In 1971 they lost to Bandon who went on to win the County and in 1972 to Newestown who also won the county. Even though the S.W. title was regained in 1973 and retained in 1974(their 15th title) the failure to again win out the county was leading to frustration.

The team was involved in tournaments in Carrigdhoun   and found the hurling their more to their liking. Traveling to matches in the west of the Carbery division was also a problem and geographically the club was much more suited to Carrigdhoun. There was also a firm belief among players and mentors that a change of division might also bring a change of luck and their standard of hurling would improve in Carrigdhoun. Accordingly, at the A.G.M. in early 1975 it was overwhelmingly decided to seek permission to transfer from Carbery to Carrigdhoun.

The loss was mainly Carbery's but amazingly also Courceys, because their luck did change, but for the worse. Establishing themselves in Carrigdhoun proved a daunting task and the successful team of the early seventies broke up soon after. There were near misses in both Football and hurling but it wasn't until the second half of the eights that Courceys finally began to emerge as a real power in Carrigdhoun.

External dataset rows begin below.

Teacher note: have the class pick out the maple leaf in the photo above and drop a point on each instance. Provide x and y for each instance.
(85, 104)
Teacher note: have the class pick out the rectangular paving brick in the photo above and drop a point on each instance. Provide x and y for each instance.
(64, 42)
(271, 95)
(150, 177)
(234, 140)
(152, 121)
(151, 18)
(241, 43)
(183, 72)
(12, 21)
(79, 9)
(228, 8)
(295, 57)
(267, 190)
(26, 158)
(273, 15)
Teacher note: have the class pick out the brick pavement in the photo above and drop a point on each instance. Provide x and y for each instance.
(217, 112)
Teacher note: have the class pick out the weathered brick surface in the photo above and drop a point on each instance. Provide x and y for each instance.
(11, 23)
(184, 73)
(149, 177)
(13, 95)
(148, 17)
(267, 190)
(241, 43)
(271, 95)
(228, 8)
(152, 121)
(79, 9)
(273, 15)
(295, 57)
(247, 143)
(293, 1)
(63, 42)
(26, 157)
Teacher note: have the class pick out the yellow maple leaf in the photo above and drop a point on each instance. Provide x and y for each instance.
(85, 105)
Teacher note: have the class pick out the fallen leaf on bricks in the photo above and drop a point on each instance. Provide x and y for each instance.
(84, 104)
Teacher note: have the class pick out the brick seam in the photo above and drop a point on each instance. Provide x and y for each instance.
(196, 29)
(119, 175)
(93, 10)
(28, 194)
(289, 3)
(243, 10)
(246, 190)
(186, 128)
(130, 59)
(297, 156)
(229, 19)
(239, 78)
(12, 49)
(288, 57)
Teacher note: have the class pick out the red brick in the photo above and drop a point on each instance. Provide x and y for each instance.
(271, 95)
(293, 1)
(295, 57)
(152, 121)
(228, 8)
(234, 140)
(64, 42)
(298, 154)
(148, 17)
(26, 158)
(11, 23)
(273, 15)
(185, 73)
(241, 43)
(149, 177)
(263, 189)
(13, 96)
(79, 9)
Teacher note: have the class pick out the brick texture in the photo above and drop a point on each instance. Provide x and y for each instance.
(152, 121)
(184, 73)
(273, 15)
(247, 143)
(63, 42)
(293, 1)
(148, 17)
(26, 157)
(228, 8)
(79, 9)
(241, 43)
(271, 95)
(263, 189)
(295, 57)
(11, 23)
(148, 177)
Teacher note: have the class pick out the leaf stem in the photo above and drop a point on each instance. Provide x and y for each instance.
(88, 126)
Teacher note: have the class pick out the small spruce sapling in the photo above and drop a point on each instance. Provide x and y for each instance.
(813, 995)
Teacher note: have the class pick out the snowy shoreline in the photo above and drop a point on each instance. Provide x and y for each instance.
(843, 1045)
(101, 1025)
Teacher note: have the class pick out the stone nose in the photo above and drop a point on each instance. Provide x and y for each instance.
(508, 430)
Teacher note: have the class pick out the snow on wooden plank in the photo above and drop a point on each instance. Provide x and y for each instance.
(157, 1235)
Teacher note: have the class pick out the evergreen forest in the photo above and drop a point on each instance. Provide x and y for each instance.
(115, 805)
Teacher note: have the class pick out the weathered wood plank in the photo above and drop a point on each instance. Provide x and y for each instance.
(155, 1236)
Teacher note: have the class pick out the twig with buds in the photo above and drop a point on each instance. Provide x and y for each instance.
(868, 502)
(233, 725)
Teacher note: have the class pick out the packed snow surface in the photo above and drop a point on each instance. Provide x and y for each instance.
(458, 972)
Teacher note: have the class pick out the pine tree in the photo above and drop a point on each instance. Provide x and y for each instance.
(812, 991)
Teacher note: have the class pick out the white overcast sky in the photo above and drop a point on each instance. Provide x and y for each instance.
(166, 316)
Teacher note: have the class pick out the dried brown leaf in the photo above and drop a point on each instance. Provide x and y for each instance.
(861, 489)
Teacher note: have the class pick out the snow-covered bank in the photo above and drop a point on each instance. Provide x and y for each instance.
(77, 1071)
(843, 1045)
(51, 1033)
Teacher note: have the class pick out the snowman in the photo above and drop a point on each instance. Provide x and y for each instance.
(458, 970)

A concentration on youth finally began to lead to success in various grades which culminated in their very first S.E. junior 'A' hurling title win in 1993 against arch rivals Ballinhassig. The wheel had finally turned full circle. Up to that great win Courceys' greatest day in the S.E. came in May1988 when the Jim O'Regan Park was officially opened. Jim was the man who had begun it all back in the 'forties. The park and complex are a fitting tribute to a man who not only hurled for Cork, but was later chairman of the Courceys club, chairman of the S.W. Board, President of the Co. Board, trainer of the Cork team and All-Ireland referee.

Doing justice to Courcey Rovers' contribution to Carbery hurling from 1947 to 1974 in an article like this is impossible but this vibrant club, embracing about 400 houses and 1,400 people, stretching from the Old Head to Bandon., whose loyalty to their parish is legendary, will never be forgotten by hurling followers in Carbery.